When he returned from France, Enouce got to work, and when it was not being used for programme delivery, VAP started to rent out its various equipment, such as outdoor furniture, sports equipment, gazebos and audio systems. By 2016 they had raised enough capital to open M Food, a small restaurant and catering service located close to their office in Buru Buru, and it was soon generating a steady stream of income for the organisation. M Food was also providing paid employment to a team of three people as well as providing training opportunities for young people with pathways to permanent positions with various local restaurants, hotels and other hospitality providers throughout Nairobi and further afield.

  

With M Food successfully underway, Enouce and his team developed a vision for a centre which would be a dedicated facility used for both charitable operations and for further social enterprise activities, and over the next six years they put aside some of the income from M Food as well as fundraising towards making it a reality. By 2022 they had saved enough to buy some land on the outskirts of Nairobi and to begin the first phase of development of the ‘Youth Empowerment Centre’, which will include the following:

  • Programme facilities including classrooms, a football pitch and a basketball court– safe spaces for health education and life-skills sessions and thematic sports tournaments.
  • A health clinic providing youth-friendly services including voluntary counselling & testing for HIV, cervical cancer screening and referrals.
  • A gender-based violence recovery centre – a safe haven for vulnerable young women including those at risk of gender-based violence, with access to vocational training courses for employment and entrepreneurship opportunities.
  • A library and study space – offering a dedicated learning environment for young people to pursue their personal educational studies, with support and careers advice from trained tutors.
  • Volunteer accommodation, providing a comfortable environment for short and long-term volunteers from around the world to visit Kenya and contribute to the work of VAP whilst being immersed in local culture.
  • A vocational training centre, helping young people acquire technical skills and offering entrepreneurship training and support.
  • M Food – the restaurant and catering service will also relocate to the centre.

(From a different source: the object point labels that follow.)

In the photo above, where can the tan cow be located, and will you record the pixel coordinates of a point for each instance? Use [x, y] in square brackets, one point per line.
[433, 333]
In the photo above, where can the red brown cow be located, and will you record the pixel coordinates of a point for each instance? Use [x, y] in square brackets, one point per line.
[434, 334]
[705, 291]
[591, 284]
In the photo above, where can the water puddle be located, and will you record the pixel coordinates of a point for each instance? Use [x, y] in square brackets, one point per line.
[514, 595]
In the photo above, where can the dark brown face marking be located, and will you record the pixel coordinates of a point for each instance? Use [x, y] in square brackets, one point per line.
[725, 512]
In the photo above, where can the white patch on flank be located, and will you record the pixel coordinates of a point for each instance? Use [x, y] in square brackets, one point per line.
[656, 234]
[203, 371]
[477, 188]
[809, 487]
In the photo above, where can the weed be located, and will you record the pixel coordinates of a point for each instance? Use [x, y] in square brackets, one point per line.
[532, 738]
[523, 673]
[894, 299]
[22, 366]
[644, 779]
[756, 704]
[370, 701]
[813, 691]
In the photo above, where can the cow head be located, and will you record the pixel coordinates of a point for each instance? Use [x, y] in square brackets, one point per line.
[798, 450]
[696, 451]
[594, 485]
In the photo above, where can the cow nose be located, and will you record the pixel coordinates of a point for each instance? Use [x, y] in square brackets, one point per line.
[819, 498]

Enouce says: “As well as providing an inspirational environment for delivering our work to young people, the centre will help us to operate more efficiently and will provide multiple opportunities for social enterprise. We can rent out the various spaces and sports facilities, run corporate retreats and expand M Food.”

Construction of the first phase of Youth Empowerment Centre is well underway, pictured below, with the team at VAP working hard to raise the remaining funds to complete the development.

Steve Fleming of Kick4Life, who runs the Common Goal-funded, Social Enterprise Assist (SEA) project, designed to support community members in launching their own social enterprises, says: “When I delivered the workshop in Lyon, before SEA formerly existed, but with the principles of sharing our work already in place, I did not imagine that someone would take the idea and run with it in quite the way that Enouce has. It has been incredible to learn about what Enouce and his team have achieved and to see how SEA can make such a long-term and positive impression on the sustainability of Football for Good organisations and their social impact. It gives us great confidence that the work we are doing at SEA now will bear similar fruits in the future.”

Over the coming year, Kick4Life and VAP will engage in a series of learning exchange activities to support the ongoing development of both organisations. This will include linking the respective hospitality teams, with the staff at Kick4Life’s No.7 Restaurant and Hokahanya Inn & Conference Centre, supporting M Food with the growth of their offerings and the transition to a new permanent site at the Youth Empowerment Centre.